From what I see, your test is misusing this library: you need to initialize a window before starting to roll it, otherwise the library has no idea what window size you want, and what this initial window looks like. So let's assume a window of 64 bytes, here is what correct code would look like:

package main

import (
    "log"
    "math/rand"

    "github.com/chmduquesne/rollinghash/buzhash32"
)

func main() {
    r := rand.New(rand.NewSource(5))
    rnd := make([]byte, 94) // 30 + 64
    if n, err := r.Read(rnd); n != len(rnd) || err != nil {
        log.Fatalf("can't initialize random data: %v", err)
    }

    h := buzhash32.New()

    // Initialize the rolling window
    // - Any window size except 0 rolls correctly.
    // - If one uses Write() on a window of size 0 anyway, the correct
    //   hash is returned when Sum32() is called, but will return
    //   incorrect results after Roll() is called.
    h.Write(rnd[:64])

    for i, b := range rnd[64:] {
        h.Roll(b)
        log.Printf("index: %v s: %v", i, h.Sum32())
    }
}

It returns the same results on HEAD and 043b8fd.

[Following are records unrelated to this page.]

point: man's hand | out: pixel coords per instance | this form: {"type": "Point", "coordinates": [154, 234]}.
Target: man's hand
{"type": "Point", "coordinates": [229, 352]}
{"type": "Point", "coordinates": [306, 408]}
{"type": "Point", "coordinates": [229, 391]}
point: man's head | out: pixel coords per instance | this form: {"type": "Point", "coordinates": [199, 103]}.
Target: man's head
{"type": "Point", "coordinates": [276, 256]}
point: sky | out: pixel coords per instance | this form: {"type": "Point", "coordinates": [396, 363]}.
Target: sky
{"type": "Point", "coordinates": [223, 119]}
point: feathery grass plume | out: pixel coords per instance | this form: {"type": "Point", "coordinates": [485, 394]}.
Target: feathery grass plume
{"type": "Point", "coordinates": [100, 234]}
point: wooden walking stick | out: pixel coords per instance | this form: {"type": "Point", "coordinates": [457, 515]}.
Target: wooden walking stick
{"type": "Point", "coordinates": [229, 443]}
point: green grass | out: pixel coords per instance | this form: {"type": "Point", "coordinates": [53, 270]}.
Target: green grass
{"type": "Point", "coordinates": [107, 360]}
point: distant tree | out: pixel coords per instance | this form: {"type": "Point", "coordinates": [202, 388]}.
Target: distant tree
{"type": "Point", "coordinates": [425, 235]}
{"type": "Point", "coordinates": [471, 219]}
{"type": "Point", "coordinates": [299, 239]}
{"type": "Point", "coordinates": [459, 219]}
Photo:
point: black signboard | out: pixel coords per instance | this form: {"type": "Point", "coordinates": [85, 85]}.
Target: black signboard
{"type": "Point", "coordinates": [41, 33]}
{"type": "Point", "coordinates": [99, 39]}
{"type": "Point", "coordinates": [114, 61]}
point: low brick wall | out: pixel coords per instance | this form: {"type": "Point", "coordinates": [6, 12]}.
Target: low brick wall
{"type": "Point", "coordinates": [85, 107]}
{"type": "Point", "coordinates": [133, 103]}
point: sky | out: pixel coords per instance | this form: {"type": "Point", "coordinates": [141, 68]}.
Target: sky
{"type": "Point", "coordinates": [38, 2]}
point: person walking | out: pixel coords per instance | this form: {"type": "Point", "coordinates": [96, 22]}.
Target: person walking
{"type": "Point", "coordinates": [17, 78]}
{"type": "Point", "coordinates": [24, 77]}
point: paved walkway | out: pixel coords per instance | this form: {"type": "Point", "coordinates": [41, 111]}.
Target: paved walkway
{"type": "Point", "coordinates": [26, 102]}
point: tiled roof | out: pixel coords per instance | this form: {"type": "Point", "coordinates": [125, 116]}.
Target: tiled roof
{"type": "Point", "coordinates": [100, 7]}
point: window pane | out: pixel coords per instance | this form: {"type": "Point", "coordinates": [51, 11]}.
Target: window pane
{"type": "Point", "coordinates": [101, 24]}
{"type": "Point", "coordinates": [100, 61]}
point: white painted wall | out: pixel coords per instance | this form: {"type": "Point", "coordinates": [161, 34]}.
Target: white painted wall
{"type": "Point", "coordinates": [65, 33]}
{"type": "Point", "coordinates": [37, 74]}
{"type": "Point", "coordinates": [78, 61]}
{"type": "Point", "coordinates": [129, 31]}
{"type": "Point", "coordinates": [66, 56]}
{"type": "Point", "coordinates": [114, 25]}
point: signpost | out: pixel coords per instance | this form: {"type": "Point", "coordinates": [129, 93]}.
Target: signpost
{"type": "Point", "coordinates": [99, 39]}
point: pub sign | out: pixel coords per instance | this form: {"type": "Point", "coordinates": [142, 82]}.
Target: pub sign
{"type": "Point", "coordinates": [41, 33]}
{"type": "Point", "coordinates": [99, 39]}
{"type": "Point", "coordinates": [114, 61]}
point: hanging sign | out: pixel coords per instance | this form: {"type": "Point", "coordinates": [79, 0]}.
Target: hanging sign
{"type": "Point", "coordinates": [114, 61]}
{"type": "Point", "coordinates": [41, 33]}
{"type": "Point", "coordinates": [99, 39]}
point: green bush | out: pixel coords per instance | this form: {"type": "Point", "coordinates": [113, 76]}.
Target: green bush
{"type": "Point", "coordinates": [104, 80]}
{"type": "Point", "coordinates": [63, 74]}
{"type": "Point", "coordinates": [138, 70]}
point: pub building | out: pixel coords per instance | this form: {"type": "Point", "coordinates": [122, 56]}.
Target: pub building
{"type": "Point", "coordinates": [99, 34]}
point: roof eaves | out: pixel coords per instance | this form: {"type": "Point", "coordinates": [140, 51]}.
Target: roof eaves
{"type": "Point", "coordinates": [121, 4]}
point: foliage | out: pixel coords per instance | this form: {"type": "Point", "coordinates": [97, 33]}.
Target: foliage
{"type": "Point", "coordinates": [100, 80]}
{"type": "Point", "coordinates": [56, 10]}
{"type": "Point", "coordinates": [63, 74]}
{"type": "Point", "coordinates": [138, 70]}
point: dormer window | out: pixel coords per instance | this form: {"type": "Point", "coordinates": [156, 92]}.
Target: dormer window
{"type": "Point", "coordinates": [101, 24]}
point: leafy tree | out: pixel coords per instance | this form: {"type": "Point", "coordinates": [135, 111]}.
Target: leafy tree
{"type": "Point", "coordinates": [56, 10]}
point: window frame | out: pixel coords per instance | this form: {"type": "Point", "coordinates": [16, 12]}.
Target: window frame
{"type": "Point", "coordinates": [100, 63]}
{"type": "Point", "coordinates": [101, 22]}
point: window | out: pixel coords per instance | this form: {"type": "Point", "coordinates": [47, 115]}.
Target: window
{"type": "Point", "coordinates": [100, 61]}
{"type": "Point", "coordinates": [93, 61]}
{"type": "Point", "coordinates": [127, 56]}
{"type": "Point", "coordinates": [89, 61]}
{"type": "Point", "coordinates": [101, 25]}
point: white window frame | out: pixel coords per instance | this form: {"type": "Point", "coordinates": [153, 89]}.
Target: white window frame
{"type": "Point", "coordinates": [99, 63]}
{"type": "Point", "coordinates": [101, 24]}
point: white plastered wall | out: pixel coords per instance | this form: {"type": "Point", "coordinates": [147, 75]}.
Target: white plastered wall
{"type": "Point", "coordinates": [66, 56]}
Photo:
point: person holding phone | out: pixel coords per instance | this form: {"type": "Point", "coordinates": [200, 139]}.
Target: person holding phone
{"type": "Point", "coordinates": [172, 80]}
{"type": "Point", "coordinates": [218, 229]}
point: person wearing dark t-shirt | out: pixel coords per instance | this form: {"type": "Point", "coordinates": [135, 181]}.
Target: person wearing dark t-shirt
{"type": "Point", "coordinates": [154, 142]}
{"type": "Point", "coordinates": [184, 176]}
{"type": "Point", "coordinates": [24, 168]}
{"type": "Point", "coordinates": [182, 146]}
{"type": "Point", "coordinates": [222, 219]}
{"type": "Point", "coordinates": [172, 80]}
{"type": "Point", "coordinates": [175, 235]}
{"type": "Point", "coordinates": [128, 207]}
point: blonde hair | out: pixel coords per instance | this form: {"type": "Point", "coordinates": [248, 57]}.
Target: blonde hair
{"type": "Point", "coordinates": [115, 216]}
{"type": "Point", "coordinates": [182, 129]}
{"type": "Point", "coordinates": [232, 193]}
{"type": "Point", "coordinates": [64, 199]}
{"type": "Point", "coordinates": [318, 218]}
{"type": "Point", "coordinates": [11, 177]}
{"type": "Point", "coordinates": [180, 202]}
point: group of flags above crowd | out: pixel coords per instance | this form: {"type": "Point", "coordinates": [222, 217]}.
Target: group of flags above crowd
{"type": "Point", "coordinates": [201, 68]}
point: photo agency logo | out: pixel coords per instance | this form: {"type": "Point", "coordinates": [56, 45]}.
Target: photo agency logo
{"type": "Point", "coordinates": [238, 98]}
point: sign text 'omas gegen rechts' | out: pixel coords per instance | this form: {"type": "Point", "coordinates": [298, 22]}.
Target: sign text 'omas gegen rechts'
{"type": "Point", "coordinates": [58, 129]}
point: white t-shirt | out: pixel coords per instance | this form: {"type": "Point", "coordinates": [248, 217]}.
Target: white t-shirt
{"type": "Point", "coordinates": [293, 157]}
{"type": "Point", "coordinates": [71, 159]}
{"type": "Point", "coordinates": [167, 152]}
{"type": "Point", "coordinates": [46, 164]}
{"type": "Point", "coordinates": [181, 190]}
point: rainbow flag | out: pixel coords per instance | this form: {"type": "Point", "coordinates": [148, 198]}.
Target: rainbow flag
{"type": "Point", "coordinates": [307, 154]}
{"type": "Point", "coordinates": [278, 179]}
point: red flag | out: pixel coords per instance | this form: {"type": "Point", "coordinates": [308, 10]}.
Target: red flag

[Edit: I made a mistake pasting the corrected code twice]

chmduquesne commented 7 years ago

I am closing the issue, because as far as I can see, this behavior is due to incorrect use of this library (rolling without prior initialization using Write()). I will however write tests based on what you submitted, in order to detect, for given inputs, that the code yields stable results.

The code to check whether a window was initialized prior to rolling was removed for performance reasons (every operation matters when you repeat it on multi terabyte files), so I don't intend to write any code to prevent this kind of mistakes. I will however try to emphasize the importance of initializing in the Roll() documentation.

jkowalski commented 7 years ago

That's fair. Couldn't you make window initialization explicit (part of construction call)? I'm sure this would avoid surprises like mine.

chmduquesne commented 7 years ago

I am reluctant to do that, because Write() is exactly supposed to do that job: Initializing/Updating the digest. There is no good reason to not expect it to create the rolling window. What I can (and will) do is to issue a big warning in the documentation of Roll().